Johan Djourou could sense someone in pursuit as he walked off the training pitch towards the end of his trial at Arsenal. He turned round and there was Arsène Wenger, typically hands-on, at pains to plan the future of a relatively obscure hopeful from Geneva. “So, how do we sign you?” Wenger asked. The 15-year-old Djourou suggested Wenger should speak to his parents and his club, Étoile Carouge. “Fine,” came the reply. “I really think you can do something special in England.”
In many ways Djourou did, thanks in no small part to the manager’s trust. He played 144 times for Arsenal and, were it not for injury, that number would be significantly higher. When he departed in 2014, nearly a decade after his senior debut, he was their longest-serving player; a thoughtful and considered soul who had watched Wenger’s last great team break up and become a major part of the prodigiously gifted, but ultimately flawed, generation that sought to succeed them.
Now Djourou feels that, in some respects, he has come full circle. Last month he signed for FC Nordsjælland, based to the north of Copenhagen, and at 33 he is an elder statesman in the youngest squad among Europe’s top 20-ranked leagues. “When I got here I was blown away,” he says. “By the quality, the people, the intensity and attention to detail of the training sessions. I told them: ‘It feels like when I was a younger player at Arsenal.’”
He feels energised after a bumpy couple of years. Knee surgery cut short a spell in Serie A with Spal in 2019 and, once he had recovered, a return to Switzerland was supposed to set things back on course. But in March he was among nine players controversially released by Sion after a dispute over Covid 19-enforced pay reductions; a short stint with struggling Neuchâtel Xamax followed.
What excites him most at Nordsjælland – who are, uniquely, owned by the Right to Dream academy in Ghana and recently employed Michael Essien as a coach – is an approach to education and accountability he rarely encountered earlier in his career.

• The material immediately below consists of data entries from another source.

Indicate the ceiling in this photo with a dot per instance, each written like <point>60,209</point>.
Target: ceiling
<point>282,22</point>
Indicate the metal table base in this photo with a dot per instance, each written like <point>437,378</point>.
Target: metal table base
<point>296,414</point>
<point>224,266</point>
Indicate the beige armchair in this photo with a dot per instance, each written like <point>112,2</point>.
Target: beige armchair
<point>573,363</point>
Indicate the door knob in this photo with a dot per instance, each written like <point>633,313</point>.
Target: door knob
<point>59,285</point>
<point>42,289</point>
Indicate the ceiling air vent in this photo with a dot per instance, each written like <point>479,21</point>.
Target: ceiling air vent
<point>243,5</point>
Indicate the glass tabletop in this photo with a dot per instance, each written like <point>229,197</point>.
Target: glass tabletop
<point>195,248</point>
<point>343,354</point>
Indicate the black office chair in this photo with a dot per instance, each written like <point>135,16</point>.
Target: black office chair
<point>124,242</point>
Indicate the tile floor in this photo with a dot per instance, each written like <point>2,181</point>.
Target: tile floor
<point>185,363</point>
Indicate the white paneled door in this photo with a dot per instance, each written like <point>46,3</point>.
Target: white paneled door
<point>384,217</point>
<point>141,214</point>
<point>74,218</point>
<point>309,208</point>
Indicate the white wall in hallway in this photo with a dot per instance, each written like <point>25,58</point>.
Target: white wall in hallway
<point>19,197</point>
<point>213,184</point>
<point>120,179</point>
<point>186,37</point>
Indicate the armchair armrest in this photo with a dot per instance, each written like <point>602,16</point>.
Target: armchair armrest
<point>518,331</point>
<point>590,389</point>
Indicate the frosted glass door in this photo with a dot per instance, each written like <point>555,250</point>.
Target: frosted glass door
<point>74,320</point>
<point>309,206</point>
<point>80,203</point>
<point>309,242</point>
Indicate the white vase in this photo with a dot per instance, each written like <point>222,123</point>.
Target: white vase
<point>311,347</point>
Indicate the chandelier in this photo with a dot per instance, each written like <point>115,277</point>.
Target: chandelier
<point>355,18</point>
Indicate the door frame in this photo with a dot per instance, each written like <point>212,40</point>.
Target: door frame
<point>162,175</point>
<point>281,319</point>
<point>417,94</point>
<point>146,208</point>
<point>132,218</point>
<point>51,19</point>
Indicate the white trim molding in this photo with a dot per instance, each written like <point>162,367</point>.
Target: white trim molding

“The young players here have such a voice,” he says. “They’ve come into a club that involves them in the tactical meetings, the analysis, and they’re encouraged to say what they think. You don’t see that much; in today’s football the coach usually has a plan and you have to respect it.
“Coming through at Arsenal we didn’t really have that voice. Maybe we did collectively, as a team, but when Thierry [Henry] or someone else speaks you just listen. But here it doesn’t matter if you’re 17 or 18; if you have something to say you say it. You couldn’t get a better school.”
Djourou recalls having dinner a fortnight ago with a young Nordsjælland teammate who had been struggling for consistency, offering advice and encouragement. “I’ve been through so much that I can understand what kind of condition someone can be in, depending on their situation,” he says. It prompts what ends up being the centrepiece of the interview: a reflection on the difficulty of dealing with ups and downs, and the reluctance he detects in footballers when it comes to talking them through. Could he have had a similar chat with a colleague at Arsenal?
“I wouldn’t say the players were selfish, but I don’t think being open was something that was liked. Maybe you were seen as weak. We wouldn’t really speak about football. You’d talk about life and different things. You don’t really speak about what bothers you.”
That was, he thinks, more of a cultural or generational issue than one specific to the Arsenal dressing room. “Some guys can be very upset after a game, some can let it go, others will reflect in a positive way. But then it’s a question of whether you’d rather speak about what happened with one of your teammates or go home, pretend everything is OK, and speak to your wife or someone else.”